Skip to content

lhl/codex-autoresearch

 
 

Folders and files

NameName
Last commit message
Last commit date

Latest commit

 

History

95 Commits
 
 
 
 
 
 
 
 
 
 
 
 
 
 
 
 
 
 
 
 
 
 
 
 

Repository files navigation

Codex Autoresearch

Aim. Iterate. Arrive.

Autonomous goal-driven experimentation for Codex.

Codex Skill GitHub Stars MIT License

English · 🇨🇳 中文 · 🇯🇵 日本語 · 🇰🇷 한국어 · 🇫🇷 Français · 🇩🇪 Deutsch · 🇪🇸 Español · 🇧🇷 Português · 🇷🇺 Русский


The idea: tell Codex what you want to improve, then walk away. It modifies your code, verifies the result, keeps or discards, and repeats. You come back to a log of experiments and a better codebase.

Inspired by Karpathy's autoresearch, generalized beyond ML to anything you can verify mechanically: test coverage, type errors, latency, lint warnings, security findings, release readiness — if a command can tell whether it improved, the loop can iterate on it.

Quick Start

# Install
git clone https://github.com/leo-lilinxiao/codex-autoresearch.git
cp -r codex-autoresearch your-project/.agents/skills/codex-autoresearch

Open Codex in your project and go:

You:   $codex-autoresearch
       I want to get rid of all the `any` types in my TypeScript code

Codex: I found 47 `any` occurrences across src/**/*.ts.
       Metric: `any` count (current: 47), direction: lower
       Verify: grep count + tsc --noEmit as guard
       Run mode: foreground or background?

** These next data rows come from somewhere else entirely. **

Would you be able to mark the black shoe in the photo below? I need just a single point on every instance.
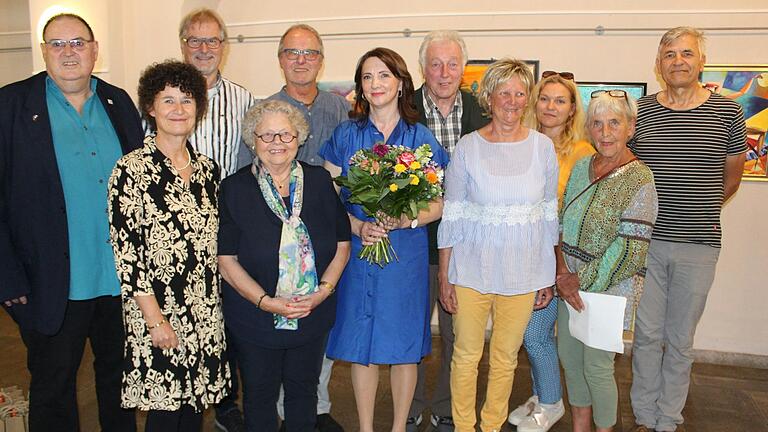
(412, 424)
(442, 424)
(326, 423)
(230, 421)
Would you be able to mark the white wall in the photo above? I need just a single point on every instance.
(143, 31)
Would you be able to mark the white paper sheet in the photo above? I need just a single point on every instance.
(601, 324)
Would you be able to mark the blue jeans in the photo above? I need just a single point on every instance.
(539, 342)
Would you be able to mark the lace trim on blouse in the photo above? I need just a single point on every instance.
(500, 214)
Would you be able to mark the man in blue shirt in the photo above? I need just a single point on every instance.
(61, 132)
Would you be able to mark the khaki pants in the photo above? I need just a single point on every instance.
(510, 316)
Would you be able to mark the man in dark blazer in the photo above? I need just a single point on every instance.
(450, 114)
(61, 131)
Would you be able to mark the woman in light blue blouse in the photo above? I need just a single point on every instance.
(382, 315)
(496, 241)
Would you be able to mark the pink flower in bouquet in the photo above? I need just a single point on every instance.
(374, 168)
(430, 175)
(380, 149)
(406, 158)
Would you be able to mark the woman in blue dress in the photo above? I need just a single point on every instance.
(382, 315)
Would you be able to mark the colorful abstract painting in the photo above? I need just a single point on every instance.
(747, 85)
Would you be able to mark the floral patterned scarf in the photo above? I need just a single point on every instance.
(298, 275)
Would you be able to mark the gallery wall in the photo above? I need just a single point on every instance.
(606, 40)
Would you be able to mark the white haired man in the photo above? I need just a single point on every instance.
(682, 123)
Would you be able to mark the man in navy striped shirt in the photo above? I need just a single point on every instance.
(203, 37)
(694, 142)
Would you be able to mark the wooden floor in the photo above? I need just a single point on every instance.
(721, 398)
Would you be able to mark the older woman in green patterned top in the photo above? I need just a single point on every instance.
(608, 213)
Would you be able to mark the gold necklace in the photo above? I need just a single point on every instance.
(189, 161)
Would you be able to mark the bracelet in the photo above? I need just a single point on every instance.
(331, 287)
(258, 302)
(154, 326)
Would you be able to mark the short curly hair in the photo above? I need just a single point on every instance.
(171, 73)
(255, 116)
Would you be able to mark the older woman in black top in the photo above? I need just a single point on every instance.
(283, 244)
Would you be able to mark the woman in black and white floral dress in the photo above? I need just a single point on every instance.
(163, 226)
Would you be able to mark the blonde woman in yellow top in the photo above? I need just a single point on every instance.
(556, 111)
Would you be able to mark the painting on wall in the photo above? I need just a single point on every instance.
(345, 89)
(634, 90)
(747, 85)
(473, 73)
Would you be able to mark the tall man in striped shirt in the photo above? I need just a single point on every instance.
(203, 37)
(301, 54)
(694, 142)
(449, 113)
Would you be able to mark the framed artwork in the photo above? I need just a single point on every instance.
(634, 90)
(345, 89)
(747, 85)
(473, 73)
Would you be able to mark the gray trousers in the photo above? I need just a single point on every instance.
(440, 404)
(676, 287)
(323, 398)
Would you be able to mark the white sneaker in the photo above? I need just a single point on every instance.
(543, 417)
(523, 411)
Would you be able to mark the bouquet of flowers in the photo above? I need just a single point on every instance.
(391, 181)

You:   Background, go. Run overnight.

Codex: Starting background run — baseline: 47. Iterating.

Each improvement stacks. Each failure reverts. Everything is logged.

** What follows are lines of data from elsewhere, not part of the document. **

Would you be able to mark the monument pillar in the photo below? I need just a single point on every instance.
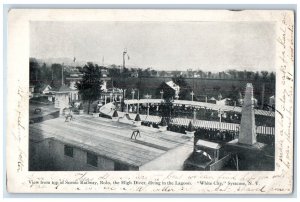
(247, 128)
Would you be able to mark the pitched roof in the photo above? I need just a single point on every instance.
(62, 88)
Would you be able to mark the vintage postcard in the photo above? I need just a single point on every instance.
(150, 101)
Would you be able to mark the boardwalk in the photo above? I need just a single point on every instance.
(201, 105)
(108, 109)
(110, 139)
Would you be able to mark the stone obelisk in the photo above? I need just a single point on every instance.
(247, 128)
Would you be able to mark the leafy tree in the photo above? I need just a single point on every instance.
(264, 74)
(34, 69)
(168, 93)
(90, 86)
(185, 89)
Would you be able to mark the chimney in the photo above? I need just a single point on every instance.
(247, 132)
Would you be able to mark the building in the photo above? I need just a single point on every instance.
(56, 145)
(247, 152)
(64, 96)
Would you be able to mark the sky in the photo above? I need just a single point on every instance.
(209, 46)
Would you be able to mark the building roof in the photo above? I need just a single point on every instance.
(208, 144)
(110, 139)
(62, 89)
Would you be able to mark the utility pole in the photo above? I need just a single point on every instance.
(124, 53)
(162, 94)
(192, 94)
(138, 110)
(62, 74)
(263, 96)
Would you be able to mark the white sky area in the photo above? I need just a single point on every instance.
(209, 46)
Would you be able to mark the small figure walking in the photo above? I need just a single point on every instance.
(135, 133)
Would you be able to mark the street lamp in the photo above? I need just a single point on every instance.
(132, 92)
(162, 94)
(192, 94)
(220, 115)
(147, 96)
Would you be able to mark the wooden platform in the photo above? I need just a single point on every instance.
(110, 139)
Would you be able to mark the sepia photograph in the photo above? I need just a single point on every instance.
(150, 101)
(152, 96)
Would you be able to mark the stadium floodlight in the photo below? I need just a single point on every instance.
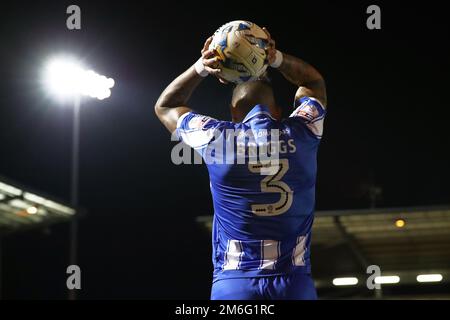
(350, 281)
(67, 77)
(387, 279)
(429, 277)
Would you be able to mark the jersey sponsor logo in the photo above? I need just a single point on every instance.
(199, 122)
(307, 111)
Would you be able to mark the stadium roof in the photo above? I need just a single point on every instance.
(23, 209)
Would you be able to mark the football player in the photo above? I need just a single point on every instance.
(263, 211)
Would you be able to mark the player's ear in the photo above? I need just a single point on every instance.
(234, 113)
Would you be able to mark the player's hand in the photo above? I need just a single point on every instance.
(271, 49)
(211, 60)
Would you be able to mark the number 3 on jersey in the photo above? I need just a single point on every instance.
(274, 171)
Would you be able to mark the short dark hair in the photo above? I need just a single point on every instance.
(250, 93)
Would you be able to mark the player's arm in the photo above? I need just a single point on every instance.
(173, 101)
(309, 81)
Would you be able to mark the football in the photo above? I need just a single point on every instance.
(241, 48)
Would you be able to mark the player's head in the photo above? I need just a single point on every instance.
(248, 94)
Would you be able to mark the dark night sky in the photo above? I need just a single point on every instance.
(386, 125)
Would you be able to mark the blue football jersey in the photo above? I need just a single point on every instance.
(263, 210)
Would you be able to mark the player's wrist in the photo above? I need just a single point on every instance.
(278, 59)
(200, 68)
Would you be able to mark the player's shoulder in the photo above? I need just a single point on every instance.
(309, 113)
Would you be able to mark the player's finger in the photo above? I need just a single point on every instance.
(207, 54)
(222, 81)
(267, 32)
(207, 43)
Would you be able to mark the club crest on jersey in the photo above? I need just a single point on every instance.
(199, 122)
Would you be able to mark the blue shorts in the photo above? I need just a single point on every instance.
(285, 287)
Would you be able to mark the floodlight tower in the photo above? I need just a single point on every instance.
(66, 78)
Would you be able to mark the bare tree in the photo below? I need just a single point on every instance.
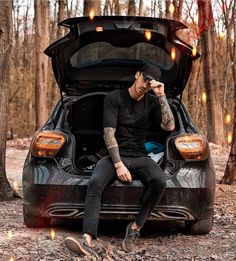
(215, 131)
(117, 7)
(5, 54)
(41, 42)
(94, 5)
(61, 17)
(131, 8)
(230, 170)
(141, 8)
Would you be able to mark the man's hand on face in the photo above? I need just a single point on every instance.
(157, 87)
(123, 174)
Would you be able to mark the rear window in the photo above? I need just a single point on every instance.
(103, 50)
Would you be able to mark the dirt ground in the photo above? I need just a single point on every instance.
(158, 241)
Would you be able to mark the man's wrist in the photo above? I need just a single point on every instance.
(118, 165)
(160, 95)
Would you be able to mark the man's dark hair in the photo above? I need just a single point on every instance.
(151, 72)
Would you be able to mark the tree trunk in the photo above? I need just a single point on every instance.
(90, 5)
(5, 49)
(230, 170)
(41, 42)
(131, 8)
(117, 7)
(61, 17)
(215, 131)
(178, 9)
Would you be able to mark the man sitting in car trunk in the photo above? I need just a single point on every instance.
(127, 115)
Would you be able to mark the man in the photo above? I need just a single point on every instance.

See INSTALL.md for more options. See GUIDE.md for the full manual.

How It Works

You say one sentence  →  Codex scans & confirms  →  You say "go"
                                                        |
                                         +--------------+--------------+
                                         |                             |
                                    foreground                    background
                                  (current session)            (detached, overnight)
                                         |                             |
                                         +--------------+--------------+
                                                        |
                                                        v
                                              +-------------------+
                                              |    The Loop       |
                                              |                   |
                                              |  modify one thing |
                                              |  git commit       |
                                              |  run verify       |
                                              |  improved? keep   |
                                              |  worse? revert    |
                                              |  log the result   |
                                              |  repeat           |
                                              +-------------------+

That's it. You pick one: foreground keeps the loop in your current session, background hands it off to a detached process so you can sleep. Same loop either way, but they don't run at the same time.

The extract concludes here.